We have taboo words. Thou Should Not Talk about business plan, intellectual property, patent portfolio, customer demand, strategy, costless SDK, CVE number, internal policy, consolidated codebases, education license fees. Planning and roadmap should also be pronounced with care, as some tribes will probably not have even the slightest idea of what you talk about.

If despite all those strange habits, you want to join with us, be prepared to follow a long and demanding initiation path. You will have to demonstrate your (possibly affected) adoration to our principles. As strange as it can be, we abhor being offered large presents that we cannot prevent ourselves from seeing as Trojan horses. You will rather have to locate a long list of problems pinned on a wall called bug tracker where each member of the community has written an issue or a wish he has. Start by the modest one that makes sense to you, solve it and offer its resolution to the Reviewer in a sufficiently argumented Pull Request. The Reviewer, which often equates to the Maintainer, will scrutinize at your gift, often at night time after Day Job. He may decide to accept it right away, or return it to you with a comment requesting a change, or just ignore it with the highest contempt. Be humble and obey to his command. You may beg for enlightenment, but never object even if you cannot make sense of his rebutal. He is the allmighty after the Allmighty. Never Rebase if asked to Merge; never Merge if asked to Rebase. Refactor when asked, but don't when not ! You should rewrite history before submitting, or maybe not. If unsure, consult Contributing.md, or be prepared that RTFM will be yelled at you (only for the tribes that don't have yet written CodeOfConduct.md). Do not even consider objecting that you have not been tasked to address his demands.
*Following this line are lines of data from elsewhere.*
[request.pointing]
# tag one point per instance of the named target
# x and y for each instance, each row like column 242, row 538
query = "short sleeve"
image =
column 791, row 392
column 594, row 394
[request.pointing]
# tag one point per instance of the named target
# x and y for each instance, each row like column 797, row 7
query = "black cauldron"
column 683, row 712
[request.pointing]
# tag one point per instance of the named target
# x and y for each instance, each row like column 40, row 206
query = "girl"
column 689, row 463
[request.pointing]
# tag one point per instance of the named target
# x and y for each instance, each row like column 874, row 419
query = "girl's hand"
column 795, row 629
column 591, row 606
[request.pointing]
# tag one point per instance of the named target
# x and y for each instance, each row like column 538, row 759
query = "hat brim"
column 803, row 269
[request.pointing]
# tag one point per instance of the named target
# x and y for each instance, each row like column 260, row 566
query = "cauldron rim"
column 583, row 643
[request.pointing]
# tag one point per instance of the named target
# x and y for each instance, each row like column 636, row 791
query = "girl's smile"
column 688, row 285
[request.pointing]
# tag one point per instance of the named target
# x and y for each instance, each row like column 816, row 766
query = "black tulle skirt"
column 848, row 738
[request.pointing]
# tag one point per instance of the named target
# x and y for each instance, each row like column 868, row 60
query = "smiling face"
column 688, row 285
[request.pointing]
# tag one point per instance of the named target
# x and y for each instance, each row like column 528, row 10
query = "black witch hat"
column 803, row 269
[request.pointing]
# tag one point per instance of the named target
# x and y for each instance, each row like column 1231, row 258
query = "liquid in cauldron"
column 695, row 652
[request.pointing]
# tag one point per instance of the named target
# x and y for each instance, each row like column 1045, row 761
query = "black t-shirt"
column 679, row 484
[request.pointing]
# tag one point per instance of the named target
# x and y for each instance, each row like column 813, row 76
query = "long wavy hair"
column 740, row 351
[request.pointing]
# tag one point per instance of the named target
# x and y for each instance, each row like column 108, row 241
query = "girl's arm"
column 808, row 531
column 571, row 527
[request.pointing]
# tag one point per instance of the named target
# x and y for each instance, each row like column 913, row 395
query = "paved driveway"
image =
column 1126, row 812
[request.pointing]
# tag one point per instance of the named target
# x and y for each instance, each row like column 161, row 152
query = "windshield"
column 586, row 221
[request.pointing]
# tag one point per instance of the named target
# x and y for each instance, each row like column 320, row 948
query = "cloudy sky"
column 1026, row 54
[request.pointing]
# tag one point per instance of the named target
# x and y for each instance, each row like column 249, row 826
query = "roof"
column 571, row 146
You must also make sure to listen to the complaints of the Continuous Integration (CI) half-gods: the Reviewer will probably not even look at your gift until CI has expressed its satisfaction. Retry as many times as needed until they are pleased. You may attempt at submitting a RFC, but be prepared for lengthy and lively discussions. Listen, correct or you may not survive to your first "-1" spell !

We praise especially gifts that have no direct value for you: improved test suite (e.g. https://github.com/OSGeo/gdal/issues/4407), documentation addition and fixes, answering to users on the mailing list. Only when you feel that you have built enough trust, you might try to offer your initial gift. But, even if it is accepted, the most surprising habit is that your gift will remain yours. You will have to make sure you regularly remove the dust that accumlates on it over time, so it remains constantly shiny. While removing dust on your gift, never neglect from removing it also from nearby gifts offered by others. Otherwise the Maintainer might threaten at invoking the terrible Revert incantation on you. Also consider that existing contributors to a project might see your new code, they won't have directly use of, as an extra burden to their daily tasks (studying the commit history of https://github.com/qgis/QGIS/commits/master/src/providers/hana, or even more crudly at https://github.com/qgis/QGIS/commits/master/src/providers/db2, demonstrates that)

Ready for a ride, and possibly enjoying the feeling that "our" code can also become "yours" ?

(*) some tribes, cut off from the rest of the world, are said to still pursue their adoration of more ancient divinities sometimes known as SVN or CVS. We cannot confirm and have eradicated the last remains of those old cults.